Il paese di Vico si trova a monte di Bagnone, lungo la valle del torrente Fiumenta. È formato da diverse località : Vico Chiesa, Vico Valle, Vico Montale, Vico Canneto e Vico Monterole. È importante per essere divenuto nel 1351 la prima sede dei marchesi Malaspina di Treschietto, con Giovanni detto Berretta, figlio di Niccoló Malaspina del ramo di Filattiera. Vico, insieme a Treschietto e Iera aveva diritto di nominare rappresentanti senza il parere dei quali i Marchesi non potevano imporre tributi: “gli ordinamenti di Vico”. Successivamente Giovanni si installò nel castello di Treschietto, ma Vico rimase sotto il dominio malaspiniano fino quasi alla metà del 1700, con Ferdinando Malaspina. Alla sua morte il Granduca di Toscana, i Malaspina di Filattiera e il Fisco Imperiale reclamarono il feudo. Nel 1747 l’imperatore Francesco I decise che il feudo passasse alla Camera Imperiale e l’anno stesso lo donò al conte Carlo Emanuele di Nay e di Richecourt. Nel 1789 morto il Conte il feudo ritornò all’impero e quindi a Pietro Leopoldo Granduca di Toscana.

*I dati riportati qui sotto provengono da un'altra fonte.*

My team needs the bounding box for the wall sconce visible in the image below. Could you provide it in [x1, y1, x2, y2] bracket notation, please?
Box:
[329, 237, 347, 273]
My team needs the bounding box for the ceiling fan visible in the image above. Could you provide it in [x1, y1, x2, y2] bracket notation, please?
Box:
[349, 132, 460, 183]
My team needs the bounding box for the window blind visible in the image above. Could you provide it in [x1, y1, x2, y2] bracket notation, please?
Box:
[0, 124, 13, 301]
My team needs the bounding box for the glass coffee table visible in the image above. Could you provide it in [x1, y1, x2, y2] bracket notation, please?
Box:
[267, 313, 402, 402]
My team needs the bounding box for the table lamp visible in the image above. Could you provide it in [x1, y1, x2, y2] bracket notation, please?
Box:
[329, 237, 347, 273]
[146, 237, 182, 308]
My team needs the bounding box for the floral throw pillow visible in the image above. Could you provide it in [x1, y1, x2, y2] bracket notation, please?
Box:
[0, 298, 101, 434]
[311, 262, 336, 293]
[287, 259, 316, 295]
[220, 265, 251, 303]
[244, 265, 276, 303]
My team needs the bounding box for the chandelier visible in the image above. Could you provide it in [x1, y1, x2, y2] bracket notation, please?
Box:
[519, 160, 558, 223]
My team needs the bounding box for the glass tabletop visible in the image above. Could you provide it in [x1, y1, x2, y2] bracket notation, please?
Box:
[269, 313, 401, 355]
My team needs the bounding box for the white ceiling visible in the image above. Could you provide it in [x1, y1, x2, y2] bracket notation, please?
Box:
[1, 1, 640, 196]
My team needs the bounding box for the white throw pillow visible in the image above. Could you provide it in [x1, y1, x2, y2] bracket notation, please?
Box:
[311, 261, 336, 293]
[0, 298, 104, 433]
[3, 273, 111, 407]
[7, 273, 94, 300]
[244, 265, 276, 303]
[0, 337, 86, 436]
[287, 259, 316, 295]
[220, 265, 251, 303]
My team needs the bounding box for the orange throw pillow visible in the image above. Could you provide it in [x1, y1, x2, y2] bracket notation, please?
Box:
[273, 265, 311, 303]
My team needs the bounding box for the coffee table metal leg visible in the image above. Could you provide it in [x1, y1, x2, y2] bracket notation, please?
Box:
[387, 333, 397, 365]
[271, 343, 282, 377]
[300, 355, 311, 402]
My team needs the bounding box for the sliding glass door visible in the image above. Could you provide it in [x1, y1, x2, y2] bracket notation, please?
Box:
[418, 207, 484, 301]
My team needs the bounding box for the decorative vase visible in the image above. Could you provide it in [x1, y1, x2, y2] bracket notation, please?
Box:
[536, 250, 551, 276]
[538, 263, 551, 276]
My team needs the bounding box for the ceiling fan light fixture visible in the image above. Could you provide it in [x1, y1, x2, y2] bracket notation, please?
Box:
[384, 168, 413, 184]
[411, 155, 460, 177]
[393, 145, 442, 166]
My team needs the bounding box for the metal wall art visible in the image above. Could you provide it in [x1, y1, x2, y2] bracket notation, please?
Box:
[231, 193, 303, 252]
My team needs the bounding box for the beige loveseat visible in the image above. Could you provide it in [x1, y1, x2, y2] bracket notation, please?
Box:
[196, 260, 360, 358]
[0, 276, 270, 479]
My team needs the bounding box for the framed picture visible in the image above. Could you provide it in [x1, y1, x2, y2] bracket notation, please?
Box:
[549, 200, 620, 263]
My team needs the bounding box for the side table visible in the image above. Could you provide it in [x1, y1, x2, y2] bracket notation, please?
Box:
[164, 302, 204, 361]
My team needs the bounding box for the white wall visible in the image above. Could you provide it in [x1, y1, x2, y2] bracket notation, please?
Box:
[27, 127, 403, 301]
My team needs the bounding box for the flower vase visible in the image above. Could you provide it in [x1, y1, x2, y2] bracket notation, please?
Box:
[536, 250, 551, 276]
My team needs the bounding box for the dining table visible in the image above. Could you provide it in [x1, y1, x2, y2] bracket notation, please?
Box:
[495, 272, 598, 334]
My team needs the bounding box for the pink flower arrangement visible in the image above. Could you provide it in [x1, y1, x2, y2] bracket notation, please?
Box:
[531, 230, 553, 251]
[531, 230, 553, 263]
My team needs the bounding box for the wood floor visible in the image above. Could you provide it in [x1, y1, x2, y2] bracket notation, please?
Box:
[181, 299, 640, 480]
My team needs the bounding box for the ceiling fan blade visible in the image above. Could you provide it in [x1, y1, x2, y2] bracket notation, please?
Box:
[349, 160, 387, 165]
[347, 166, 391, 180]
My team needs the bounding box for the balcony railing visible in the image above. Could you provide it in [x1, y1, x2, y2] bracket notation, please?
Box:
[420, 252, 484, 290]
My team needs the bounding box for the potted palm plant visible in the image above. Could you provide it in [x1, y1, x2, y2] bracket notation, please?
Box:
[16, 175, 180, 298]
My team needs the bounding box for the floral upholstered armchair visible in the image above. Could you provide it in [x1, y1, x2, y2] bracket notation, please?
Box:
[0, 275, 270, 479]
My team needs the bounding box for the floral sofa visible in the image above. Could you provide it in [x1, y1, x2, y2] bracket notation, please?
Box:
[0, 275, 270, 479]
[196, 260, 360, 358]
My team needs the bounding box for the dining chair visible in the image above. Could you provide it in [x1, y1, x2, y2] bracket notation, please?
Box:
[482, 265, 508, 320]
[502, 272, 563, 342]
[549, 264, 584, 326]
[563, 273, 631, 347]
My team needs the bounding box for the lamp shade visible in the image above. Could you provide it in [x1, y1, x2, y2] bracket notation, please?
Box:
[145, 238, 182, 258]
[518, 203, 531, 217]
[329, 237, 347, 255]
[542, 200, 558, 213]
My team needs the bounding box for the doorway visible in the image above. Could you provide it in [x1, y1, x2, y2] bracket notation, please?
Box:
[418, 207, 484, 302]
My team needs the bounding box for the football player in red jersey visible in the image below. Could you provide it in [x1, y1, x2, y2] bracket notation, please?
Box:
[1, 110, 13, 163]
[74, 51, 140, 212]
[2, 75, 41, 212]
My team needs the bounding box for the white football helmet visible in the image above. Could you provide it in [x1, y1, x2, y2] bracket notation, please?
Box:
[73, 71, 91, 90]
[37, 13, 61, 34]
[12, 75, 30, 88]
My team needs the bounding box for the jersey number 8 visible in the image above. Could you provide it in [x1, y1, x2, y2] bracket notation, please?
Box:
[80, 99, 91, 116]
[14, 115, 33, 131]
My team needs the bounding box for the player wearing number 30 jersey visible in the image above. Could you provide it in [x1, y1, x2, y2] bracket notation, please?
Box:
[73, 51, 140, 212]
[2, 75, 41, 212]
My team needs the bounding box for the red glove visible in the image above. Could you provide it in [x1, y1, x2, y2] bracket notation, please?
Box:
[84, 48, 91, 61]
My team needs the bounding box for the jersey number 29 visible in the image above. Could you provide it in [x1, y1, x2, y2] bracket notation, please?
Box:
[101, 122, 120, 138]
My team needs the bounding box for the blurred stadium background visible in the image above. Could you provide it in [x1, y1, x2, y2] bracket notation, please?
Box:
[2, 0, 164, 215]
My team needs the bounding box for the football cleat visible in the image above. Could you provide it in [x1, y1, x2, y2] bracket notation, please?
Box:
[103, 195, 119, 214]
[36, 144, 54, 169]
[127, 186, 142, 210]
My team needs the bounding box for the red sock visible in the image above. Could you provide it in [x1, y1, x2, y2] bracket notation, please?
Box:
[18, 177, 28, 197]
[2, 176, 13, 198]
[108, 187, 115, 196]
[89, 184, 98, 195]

La parrocchia di Vico, dedicata a Santa Maria Assunta, viene ricordata per la prima volta alla fine del XIII secolo da Geo Pistarino ne Le pievi della diocesi di Luni, come dipendenza della pieve di Sorano di Filattiera.

Orturano si trova nella parte occidentale del comune di Bagnone, lungo la strada che porta a Corlaga. Comprende le vicine località di Canale, Giunasco, Nombria e Vaggia. Orturano seguì fino al 1351 le sorti dei Malaspina di Filattiera e con la suddivisione del feudo tra i vari discendenti, passò sotto Malgrate. Verso il 1500, estinguendosi il ramo Malaspina di questo feudo, il borgo passò sotto gli Ariberti di Cremona e poi verso la fine del secolo XVII ai Freganeschi. Orturano divenne quindi possedimento del Granduca di Toscana, dei francesi e alla caduta di questi, di Villafranca. Negli ultimi decenni del 1800, Bagnone annesse Orturano dopo una consultazione popolare.
Il paese è diviso un due parti, Orturano di Sotto o Orturano Chiesa e Orturano di Sopra. La chiesa dedicata a Santa Maria Assunta in Cielo risale alla seconda metà del Cinquecento, ha pianta a croce greca, di stile barocco. Tra i due abiti, lungo l’antica mulattiera che li univa, si trova un antico oratorio dedicato a San Giuseppe. Il borgo di sopra è più caratteristico, con numerosi portali in pietra arenaria e tratti di borgo in galleria.
Nella vicina località Canale, la più elevata del paese, ci sono antiche abitazioni, con bei portali e stemmi di famiglie tra le quali i Bernabovi, i Berni e i Landini. Canale fu una stazione militare d’osservazione, con una torre di avvistamento, della quale non rimane più traccia.